On a side note: Travis had a KILLER new combo deck that we worked out the broad strokes to the night before. Skill Borrower, Phyrexian Devourer, Altar of Dementia. You can make your Skill Borrower big enough to mill the opponent completely (or just use Triskelion a la the ooze deck) by just activating it a bunch of times while it has the Devourer ability. With these on the stack, you get to choose whether to use the top card before devouring it. Just keep going until you get to the kill card. Worldly Tutor and Enlightened Tutor make this extremely consistent. The only problem: Devourer has unnecessary errata making the removal of the top card a cost and not an effect. We realized it after round two, so he did not have a fun tournament. Otherwise, I would be writing about that today instead of D+T.
Is your central strategy good enough to get away with your lands only producing mana?
It's the casting cost that has me concerned too, just like SwordstoTimeshares said.
Interestingly, I think that with lands like Battlefield Forge available, it might be the two-colored deck that ultimately has the mana base to support these cards.

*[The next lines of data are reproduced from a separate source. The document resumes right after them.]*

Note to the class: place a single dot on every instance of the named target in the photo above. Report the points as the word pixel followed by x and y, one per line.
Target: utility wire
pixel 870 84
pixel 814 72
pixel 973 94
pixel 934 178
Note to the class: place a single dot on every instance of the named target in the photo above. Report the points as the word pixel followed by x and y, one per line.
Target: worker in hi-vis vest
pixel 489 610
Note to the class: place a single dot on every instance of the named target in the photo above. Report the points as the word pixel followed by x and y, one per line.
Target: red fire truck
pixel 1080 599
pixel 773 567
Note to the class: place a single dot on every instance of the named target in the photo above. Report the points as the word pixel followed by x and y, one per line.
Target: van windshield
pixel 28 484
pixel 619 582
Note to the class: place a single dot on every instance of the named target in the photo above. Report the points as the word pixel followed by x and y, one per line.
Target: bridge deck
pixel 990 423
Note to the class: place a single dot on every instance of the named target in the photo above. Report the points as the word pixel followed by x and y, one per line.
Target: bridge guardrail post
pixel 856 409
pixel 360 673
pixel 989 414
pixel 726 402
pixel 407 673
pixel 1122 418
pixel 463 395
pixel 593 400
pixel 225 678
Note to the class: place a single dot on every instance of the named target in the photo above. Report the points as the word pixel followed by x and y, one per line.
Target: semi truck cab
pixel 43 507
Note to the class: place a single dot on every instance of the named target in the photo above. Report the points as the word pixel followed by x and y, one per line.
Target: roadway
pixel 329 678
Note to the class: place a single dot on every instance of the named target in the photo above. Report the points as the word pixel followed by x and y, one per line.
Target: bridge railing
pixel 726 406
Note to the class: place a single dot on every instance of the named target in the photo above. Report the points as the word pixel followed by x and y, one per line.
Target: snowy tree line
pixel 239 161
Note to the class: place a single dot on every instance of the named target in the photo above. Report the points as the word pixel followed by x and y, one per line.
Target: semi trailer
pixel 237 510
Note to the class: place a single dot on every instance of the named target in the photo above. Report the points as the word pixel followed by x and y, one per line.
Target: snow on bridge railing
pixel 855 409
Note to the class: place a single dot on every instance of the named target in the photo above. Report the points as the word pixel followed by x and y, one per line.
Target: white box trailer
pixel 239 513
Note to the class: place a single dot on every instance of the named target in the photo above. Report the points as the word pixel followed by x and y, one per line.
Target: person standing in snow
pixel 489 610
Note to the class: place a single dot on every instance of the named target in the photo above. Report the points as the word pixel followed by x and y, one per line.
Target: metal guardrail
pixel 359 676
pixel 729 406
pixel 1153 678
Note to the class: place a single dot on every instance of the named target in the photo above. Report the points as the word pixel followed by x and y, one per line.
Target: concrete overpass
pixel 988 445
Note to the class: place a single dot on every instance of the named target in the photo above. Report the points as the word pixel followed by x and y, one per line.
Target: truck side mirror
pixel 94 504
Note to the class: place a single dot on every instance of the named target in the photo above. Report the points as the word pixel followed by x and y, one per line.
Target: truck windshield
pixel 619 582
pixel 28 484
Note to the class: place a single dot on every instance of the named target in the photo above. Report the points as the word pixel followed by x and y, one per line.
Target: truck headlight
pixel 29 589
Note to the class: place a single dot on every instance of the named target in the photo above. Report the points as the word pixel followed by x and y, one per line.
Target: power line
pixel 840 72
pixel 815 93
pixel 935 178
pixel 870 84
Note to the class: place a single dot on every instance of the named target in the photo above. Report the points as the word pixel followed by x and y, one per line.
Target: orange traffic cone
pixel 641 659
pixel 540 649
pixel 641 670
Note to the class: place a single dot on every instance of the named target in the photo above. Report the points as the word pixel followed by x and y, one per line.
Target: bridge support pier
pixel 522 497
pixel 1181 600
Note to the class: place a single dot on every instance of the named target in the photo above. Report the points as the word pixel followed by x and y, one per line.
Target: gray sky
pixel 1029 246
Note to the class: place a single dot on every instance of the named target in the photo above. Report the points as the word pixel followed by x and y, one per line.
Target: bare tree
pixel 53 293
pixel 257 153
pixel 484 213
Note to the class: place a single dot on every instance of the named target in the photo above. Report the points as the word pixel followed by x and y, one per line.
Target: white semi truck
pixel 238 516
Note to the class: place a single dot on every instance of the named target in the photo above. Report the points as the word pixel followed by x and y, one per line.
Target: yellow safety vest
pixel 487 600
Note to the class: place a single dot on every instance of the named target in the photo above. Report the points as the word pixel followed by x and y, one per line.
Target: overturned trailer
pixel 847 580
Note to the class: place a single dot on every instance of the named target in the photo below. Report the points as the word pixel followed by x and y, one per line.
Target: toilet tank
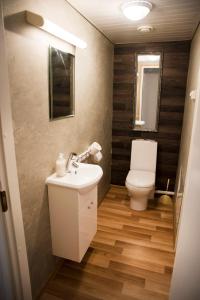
pixel 143 155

I have been fooling around intermittently with other stuff (...a red, blue, black thing that seeks to disable opponent decks with Extirpate effects most recently - my second go with this...) and just watching what the rest of you come up with more than anything else.
Also, Cavern of Souls makes any color. In my messing around with Slivers, I discovered the power of nearly-all-creature decks with Caverns. On that note, Wake Thrasher and Basalt Monolith is infinite damage, and both are fairly good on their own. Just some thoughts.